Right now, content assessors do not receive this Researcher as input and create a new one (without morphological data available) on the fly every time it is needed. As soon as word-lists for readability analysis (e.g., transition words) are transferred to data, on-demand functionality), this will have to be adjusted.

  1. SEO assessor calls SEO assessments and SEO assessments call their specific researches as normal.
  2. Some SEO-specific researches require morphological analysis of keyphrase and synonyms, and some do not. Almost all researches that search for keyword or synonyms (in text, headings, tags, metadescription, etc.) require morphological analysis. You can see here if your research in question requires morphological analysis.

In order for an SEO research to use keyphrase or synonym word-forms, it should call the morphological research within itself. Something like:

export default function( paper, researcher ) {
   const topicForms = researcher.getResearch( "morphology" );
   ...
}

The function that builds morphological forms is memoized, so do not worry about inefficiency.

Depending on the exact functionality of the SEO research, it can make use of one of the helper functions, which were created to search for keyphrase forms or synonym forms in any supplied text string.

Refactor current researches and assessments: Cheat-sheet

  1. Pick an SEO assessment to work on. All specifications are available in the overview issue of this project.
  2. In the research of the assessment:
  • Pass researcher as argument to the main research function that is being exported

  • Request results of the morphological research.

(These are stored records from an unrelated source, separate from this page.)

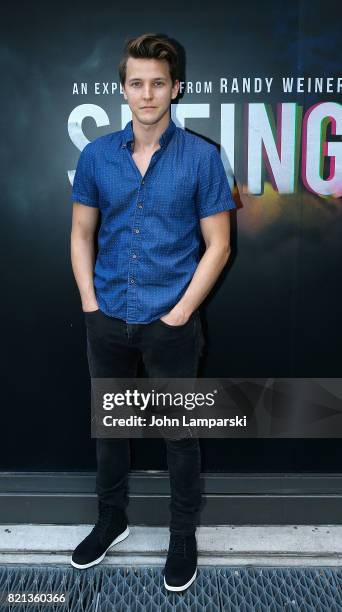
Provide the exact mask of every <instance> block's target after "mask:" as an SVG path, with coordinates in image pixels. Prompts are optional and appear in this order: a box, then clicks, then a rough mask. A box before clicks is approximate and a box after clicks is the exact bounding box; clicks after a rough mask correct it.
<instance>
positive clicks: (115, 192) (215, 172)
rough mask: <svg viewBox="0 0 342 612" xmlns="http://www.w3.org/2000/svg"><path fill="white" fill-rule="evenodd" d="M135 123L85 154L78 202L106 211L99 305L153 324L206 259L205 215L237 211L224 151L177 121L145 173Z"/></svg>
mask: <svg viewBox="0 0 342 612" xmlns="http://www.w3.org/2000/svg"><path fill="white" fill-rule="evenodd" d="M133 141H134V134H133V125H132V121H130V122H129V123H127V125H126V127H125V129H124V130H120V131H118V132H113V133H111V134H107V135H106V136H101V137H100V138H97V139H96V140H94V141H93V142H91V143H89V144H87V145H86V146H85V148H84V149H83V151H82V152H81V154H80V157H79V161H78V164H77V169H76V173H75V178H74V183H73V190H72V200H73V202H79V203H80V204H84V205H85V206H92V207H94V208H99V210H100V212H101V224H100V230H99V236H98V247H99V250H98V255H97V259H96V265H95V270H94V287H95V292H96V297H97V301H98V304H99V307H100V308H101V310H103V312H105V313H106V314H107V315H109V316H112V317H117V318H119V319H122V320H124V321H126V322H127V323H150V322H151V321H154V320H155V319H159V318H160V317H162V316H163V315H165V314H166V313H168V312H169V311H170V310H171V309H172V308H173V307H174V306H175V305H176V304H177V302H178V301H179V300H180V299H181V297H182V295H183V294H184V293H185V291H186V289H187V287H188V285H189V283H190V281H191V279H192V276H193V274H194V272H195V270H196V267H197V265H198V262H199V248H200V241H201V233H200V225H199V220H200V219H201V218H203V217H208V216H210V215H214V214H216V213H218V212H222V211H225V210H231V209H233V208H236V206H235V203H234V200H233V198H232V195H231V191H230V188H229V183H228V180H227V176H226V174H225V171H224V167H223V164H222V161H221V158H220V155H219V153H218V151H217V148H216V147H215V146H214V145H212V144H209V143H207V142H206V141H205V140H204V139H202V138H200V137H198V136H195V135H193V134H191V133H189V132H186V131H185V130H183V129H182V128H178V127H176V125H175V123H174V122H173V121H172V119H170V122H169V125H168V127H167V129H166V130H165V132H164V133H163V134H162V136H161V138H160V141H159V144H160V148H159V149H158V150H157V151H155V153H154V154H153V155H152V158H151V161H150V164H149V166H148V169H147V171H146V173H145V175H144V176H142V175H141V173H140V171H139V170H138V167H137V166H136V164H135V162H134V160H133V157H132V144H133Z"/></svg>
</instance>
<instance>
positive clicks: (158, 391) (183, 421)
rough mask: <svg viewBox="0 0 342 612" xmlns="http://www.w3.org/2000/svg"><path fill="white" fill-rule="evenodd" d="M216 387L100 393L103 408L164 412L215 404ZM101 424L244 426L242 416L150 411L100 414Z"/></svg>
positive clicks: (125, 425) (197, 425) (181, 425)
mask: <svg viewBox="0 0 342 612" xmlns="http://www.w3.org/2000/svg"><path fill="white" fill-rule="evenodd" d="M217 393H218V390H217V389H214V391H213V392H208V393H205V394H204V393H191V392H187V393H181V392H179V391H178V392H177V391H175V392H171V391H168V392H163V391H156V390H155V389H152V390H151V391H150V392H145V393H144V392H142V391H139V390H138V389H133V390H131V389H126V390H125V392H124V393H120V392H119V393H104V395H103V402H102V408H103V410H114V409H116V408H118V407H120V408H121V407H127V406H128V407H132V408H136V409H138V410H140V411H146V410H147V409H148V408H157V409H159V410H160V408H162V409H163V410H164V411H166V410H168V409H170V408H178V409H183V408H184V410H187V411H190V410H194V409H195V408H200V407H201V408H202V407H207V408H211V407H214V406H215V396H216V395H217ZM103 424H104V426H105V427H163V428H164V427H172V428H178V427H181V426H182V427H205V428H209V429H212V428H213V427H246V425H247V419H246V416H243V417H238V416H237V415H235V416H234V417H224V418H222V417H221V418H220V417H217V418H215V417H198V416H197V417H190V416H189V415H188V414H182V415H181V416H173V417H171V416H169V415H168V414H162V415H160V414H159V416H158V414H157V413H154V412H151V414H150V418H147V417H143V416H138V415H136V414H135V415H130V416H128V417H126V418H120V417H118V416H116V414H115V416H113V415H112V414H110V415H105V416H104V417H103Z"/></svg>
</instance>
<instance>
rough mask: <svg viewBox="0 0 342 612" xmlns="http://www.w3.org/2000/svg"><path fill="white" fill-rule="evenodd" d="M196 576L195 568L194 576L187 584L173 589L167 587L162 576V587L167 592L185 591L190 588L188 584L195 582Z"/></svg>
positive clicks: (189, 584)
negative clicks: (188, 587)
mask: <svg viewBox="0 0 342 612" xmlns="http://www.w3.org/2000/svg"><path fill="white" fill-rule="evenodd" d="M196 576H197V567H196V569H195V573H194V575H193V576H192V578H190V580H189V582H187V583H186V584H183V585H182V586H180V587H173V586H170V585H168V584H167V582H166V580H165V576H164V587H165V588H166V589H167V590H168V591H185V589H187V588H188V587H189V586H190V584H192V583H193V581H194V580H195V578H196Z"/></svg>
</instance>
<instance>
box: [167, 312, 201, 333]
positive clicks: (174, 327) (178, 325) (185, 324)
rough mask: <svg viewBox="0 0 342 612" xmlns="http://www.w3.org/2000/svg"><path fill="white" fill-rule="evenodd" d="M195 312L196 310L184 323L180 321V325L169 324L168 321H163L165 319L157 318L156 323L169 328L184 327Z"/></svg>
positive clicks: (192, 318)
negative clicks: (161, 319)
mask: <svg viewBox="0 0 342 612" xmlns="http://www.w3.org/2000/svg"><path fill="white" fill-rule="evenodd" d="M195 314H196V311H195V312H193V313H192V314H191V315H190V317H189V318H188V320H187V322H186V323H182V325H169V323H165V321H162V320H161V319H157V321H158V323H161V325H164V326H165V327H168V328H170V329H183V327H186V326H187V325H189V324H190V322H191V321H192V320H193V319H194V317H195Z"/></svg>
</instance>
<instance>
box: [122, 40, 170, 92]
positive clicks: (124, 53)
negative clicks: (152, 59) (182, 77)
mask: <svg viewBox="0 0 342 612" xmlns="http://www.w3.org/2000/svg"><path fill="white" fill-rule="evenodd" d="M129 57H134V58H142V59H165V60H166V61H167V62H168V64H169V68H170V76H171V80H172V84H173V85H174V83H175V80H176V79H178V78H179V76H178V75H179V64H178V62H179V60H178V53H177V50H176V47H175V46H174V45H173V43H172V42H171V40H170V39H169V38H168V37H167V36H165V35H163V34H142V35H141V36H138V37H137V38H131V39H130V40H128V41H127V42H126V44H125V48H124V55H123V58H122V60H121V62H120V64H119V76H120V82H121V85H124V84H125V81H126V65H127V60H128V58H129Z"/></svg>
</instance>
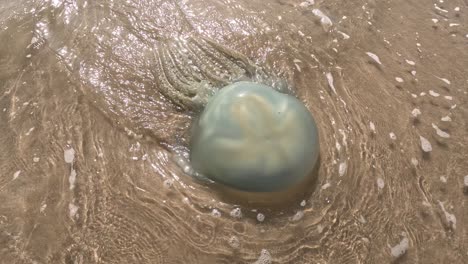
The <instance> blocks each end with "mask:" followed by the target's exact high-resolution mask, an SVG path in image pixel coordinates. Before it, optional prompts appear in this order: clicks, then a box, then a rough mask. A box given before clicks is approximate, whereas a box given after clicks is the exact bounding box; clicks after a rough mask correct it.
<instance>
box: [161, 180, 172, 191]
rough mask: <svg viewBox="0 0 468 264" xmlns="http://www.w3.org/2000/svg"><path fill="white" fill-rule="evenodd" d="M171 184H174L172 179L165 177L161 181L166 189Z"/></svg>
mask: <svg viewBox="0 0 468 264" xmlns="http://www.w3.org/2000/svg"><path fill="white" fill-rule="evenodd" d="M173 184H174V179H167V180H165V181H164V182H163V186H164V187H165V188H168V189H169V188H171V187H172V185H173Z"/></svg>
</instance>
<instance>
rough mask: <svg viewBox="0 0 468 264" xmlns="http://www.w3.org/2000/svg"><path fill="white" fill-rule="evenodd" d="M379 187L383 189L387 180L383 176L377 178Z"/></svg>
mask: <svg viewBox="0 0 468 264" xmlns="http://www.w3.org/2000/svg"><path fill="white" fill-rule="evenodd" d="M377 187H379V189H383V188H384V187H385V182H384V180H383V179H382V178H377Z"/></svg>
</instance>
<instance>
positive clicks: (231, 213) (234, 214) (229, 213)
mask: <svg viewBox="0 0 468 264" xmlns="http://www.w3.org/2000/svg"><path fill="white" fill-rule="evenodd" d="M229 215H230V216H231V217H234V218H241V217H242V210H241V209H240V208H234V209H232V210H231V212H230V213H229Z"/></svg>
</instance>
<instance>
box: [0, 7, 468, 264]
mask: <svg viewBox="0 0 468 264" xmlns="http://www.w3.org/2000/svg"><path fill="white" fill-rule="evenodd" d="M467 69H468V2H467V1H466V0H453V1H448V0H446V1H442V0H438V1H431V0H428V1H417V0H411V1H406V0H395V1H375V0H356V1H341V0H327V1H319V0H316V1H312V0H309V1H305V2H304V1H294V0H276V1H260V0H255V1H250V0H249V1H248V0H231V1H230V0H208V1H205V0H203V1H202V0H182V1H170V0H165V1H162V0H127V1H123V0H114V1H102V0H96V1H86V0H70V1H61V0H51V1H42V0H35V1H25V0H18V1H7V0H3V1H0V147H1V148H0V150H1V151H0V262H1V263H153V264H155V263H258V264H260V263H263V264H266V263H467V260H468V206H467V203H468V195H467V194H466V193H467V192H468V176H467V175H468V160H467V159H468V126H467V121H468V106H467V103H468V95H467V91H468V70H467ZM237 80H253V81H257V82H261V83H266V84H270V85H272V86H274V87H275V88H277V89H283V90H287V91H288V92H290V93H293V94H295V95H296V96H297V97H298V98H299V99H300V100H301V101H303V102H304V103H305V104H306V106H307V107H308V108H309V110H310V111H311V112H312V113H313V114H314V117H315V118H316V120H317V123H318V127H319V130H320V131H319V133H320V143H321V154H320V155H321V160H320V168H319V171H318V174H317V178H316V180H315V182H314V184H313V185H311V186H310V187H309V189H310V191H309V192H308V194H307V195H304V196H301V197H284V199H285V200H292V202H288V203H287V204H286V205H283V206H281V207H278V208H271V207H255V205H252V204H246V203H242V204H240V203H239V204H237V202H236V200H235V199H228V198H226V197H225V196H224V195H223V193H222V192H220V191H217V188H216V186H212V185H209V184H206V183H204V182H200V181H197V180H194V179H192V177H191V176H189V175H188V174H190V172H191V171H190V167H187V162H186V160H187V158H188V156H187V155H188V150H187V145H188V141H189V130H190V124H191V122H192V121H193V120H194V119H195V118H196V116H197V113H199V111H200V109H202V107H203V105H204V103H205V102H206V100H207V98H209V96H210V95H211V94H212V93H213V92H214V91H216V90H217V89H219V88H220V87H223V86H224V85H226V84H229V83H232V82H234V81H237ZM280 199H283V198H280Z"/></svg>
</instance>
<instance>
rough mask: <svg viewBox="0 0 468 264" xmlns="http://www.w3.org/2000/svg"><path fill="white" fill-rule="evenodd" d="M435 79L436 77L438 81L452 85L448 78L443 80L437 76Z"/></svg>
mask: <svg viewBox="0 0 468 264" xmlns="http://www.w3.org/2000/svg"><path fill="white" fill-rule="evenodd" d="M435 77H436V78H437V79H439V80H441V81H443V82H444V83H446V84H448V85H450V81H449V80H448V79H446V78H441V77H437V76H435Z"/></svg>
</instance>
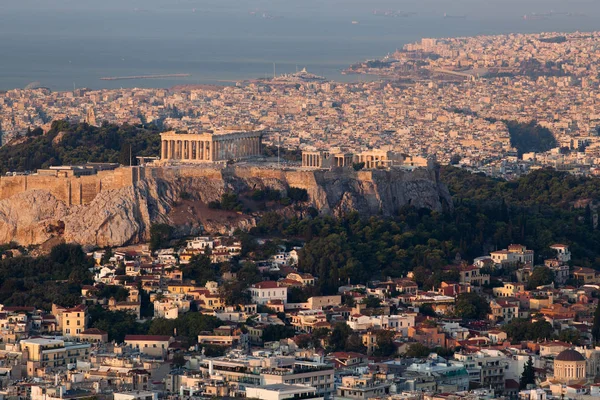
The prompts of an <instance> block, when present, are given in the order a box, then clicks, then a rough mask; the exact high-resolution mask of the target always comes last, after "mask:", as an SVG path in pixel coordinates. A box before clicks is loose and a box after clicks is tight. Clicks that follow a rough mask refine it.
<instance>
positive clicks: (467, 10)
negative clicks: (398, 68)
mask: <svg viewBox="0 0 600 400" xmlns="http://www.w3.org/2000/svg"><path fill="white" fill-rule="evenodd" d="M386 14H387V15H386ZM525 15H527V16H528V18H527V19H525V18H524V16H525ZM599 28H600V1H598V0H518V1H517V0H0V90H9V89H13V88H24V87H26V86H28V85H30V86H43V87H48V88H50V89H51V90H57V91H59V90H71V89H73V88H74V87H76V88H82V87H86V88H90V89H101V88H120V87H171V86H174V85H185V84H232V82H234V81H238V80H243V79H253V78H261V77H269V76H272V75H273V74H274V73H275V74H278V75H279V74H283V73H291V72H294V71H296V70H298V69H302V68H306V69H307V70H308V71H309V72H312V73H315V74H318V75H322V76H325V77H326V78H329V79H331V80H334V81H349V80H350V81H360V80H361V79H365V78H364V77H361V76H357V75H342V74H341V71H342V70H343V69H344V68H346V67H348V66H349V65H350V64H353V63H355V62H359V61H364V60H367V59H374V58H381V57H383V56H385V55H386V54H388V53H390V52H393V51H394V50H396V49H398V48H401V47H402V46H403V45H404V44H406V43H411V42H415V41H418V40H420V39H421V38H423V37H437V38H440V37H457V36H474V35H483V34H485V35H489V34H507V33H534V32H559V31H566V32H573V31H594V30H599ZM155 74H189V76H187V77H179V78H164V79H145V80H142V79H139V80H117V81H105V80H101V79H100V78H102V77H115V76H139V75H155Z"/></svg>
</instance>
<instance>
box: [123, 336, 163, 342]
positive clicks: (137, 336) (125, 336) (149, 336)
mask: <svg viewBox="0 0 600 400" xmlns="http://www.w3.org/2000/svg"><path fill="white" fill-rule="evenodd" d="M169 339H171V337H170V336H162V335H127V336H125V341H126V342H127V341H130V342H168V341H169Z"/></svg>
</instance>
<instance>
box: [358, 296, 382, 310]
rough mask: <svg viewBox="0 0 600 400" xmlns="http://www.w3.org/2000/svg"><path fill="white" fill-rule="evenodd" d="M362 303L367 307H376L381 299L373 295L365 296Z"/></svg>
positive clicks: (368, 307)
mask: <svg viewBox="0 0 600 400" xmlns="http://www.w3.org/2000/svg"><path fill="white" fill-rule="evenodd" d="M362 304H364V305H366V306H367V307H368V308H378V307H380V306H381V299H380V298H378V297H375V296H367V297H365V298H364V299H363V301H362Z"/></svg>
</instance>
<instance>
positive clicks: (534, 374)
mask: <svg viewBox="0 0 600 400" xmlns="http://www.w3.org/2000/svg"><path fill="white" fill-rule="evenodd" d="M534 383H535V370H534V369H533V360H532V359H531V356H529V359H528V360H527V363H525V367H524V368H523V374H522V375H521V380H520V382H519V386H520V388H521V390H523V389H526V388H527V385H529V384H534Z"/></svg>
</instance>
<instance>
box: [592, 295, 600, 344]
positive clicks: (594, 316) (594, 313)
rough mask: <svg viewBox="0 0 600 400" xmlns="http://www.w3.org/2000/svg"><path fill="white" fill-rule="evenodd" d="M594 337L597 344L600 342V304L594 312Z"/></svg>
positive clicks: (592, 325) (593, 335)
mask: <svg viewBox="0 0 600 400" xmlns="http://www.w3.org/2000/svg"><path fill="white" fill-rule="evenodd" d="M592 337H593V338H594V340H595V341H596V342H600V303H598V306H597V307H596V311H595V312H594V325H592Z"/></svg>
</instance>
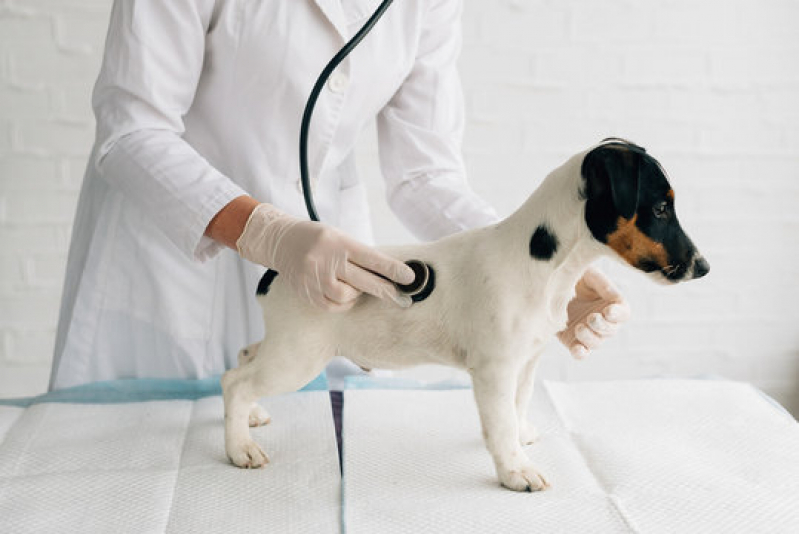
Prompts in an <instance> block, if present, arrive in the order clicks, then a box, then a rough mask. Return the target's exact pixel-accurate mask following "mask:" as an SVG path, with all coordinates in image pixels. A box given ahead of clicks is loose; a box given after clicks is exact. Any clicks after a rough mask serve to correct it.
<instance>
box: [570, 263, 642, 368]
mask: <svg viewBox="0 0 799 534" xmlns="http://www.w3.org/2000/svg"><path fill="white" fill-rule="evenodd" d="M566 311H567V313H568V315H569V319H568V323H567V325H566V329H565V330H563V331H561V332H558V339H559V340H560V342H561V343H563V344H564V345H565V346H566V348H567V349H569V352H571V354H572V356H574V357H575V358H577V359H581V358H584V357H585V356H586V355H587V354H588V352H589V351H590V350H592V349H595V348H597V347H598V346H599V345H601V344H602V342H603V341H604V340H605V339H607V338H608V337H611V336H612V335H613V334H615V333H616V330H618V329H619V325H620V324H621V323H623V322H624V321H626V320H627V319H629V317H630V306H629V305H628V304H627V301H626V300H624V297H623V296H622V295H621V293H619V290H618V289H616V286H614V285H613V283H611V281H610V280H608V279H607V278H605V275H603V274H602V273H600V272H599V271H597V270H596V269H594V268H592V267H589V268H588V270H587V271H586V272H585V274H584V275H583V277H582V278H581V279H580V281H578V282H577V286H576V287H575V295H574V298H573V299H572V301H571V302H570V303H569V305H568V306H567V308H566Z"/></svg>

  • Adjust the content of the research function to match the specification. Notice that the helper functions can return

    • number of words (word forms) matched,
    • percent of the words (word forms) matched,
    • whether the match was found with the keyword or a synonym.
  • Remember that we import from lodash-es instead of lodash and that we do export default function instead of module.exports.

  1. In the spec of your research:

For now the morphology data can be supplied as an internal json file, but it will soon be changed.

  • For every spec (or every time you create a new paper), create a Researcher, supply morphology data and use this researcher as an argument for the SEO research that you are testing.

  • Adjust the expected values of the tests.

  1. In the SEO assessment file: Adjust the criteria, boundaries and feedback strings to match the specifications.
  2. In the spec file of the SEO assessment: Adjust the expected scores and feedback strings.
  3. In the full-text specs: Adjust the expected scores and feedback strings for your assessment.
  4. In the full-text specs runner: Add researcher as a second parameter to the call of your SEO research.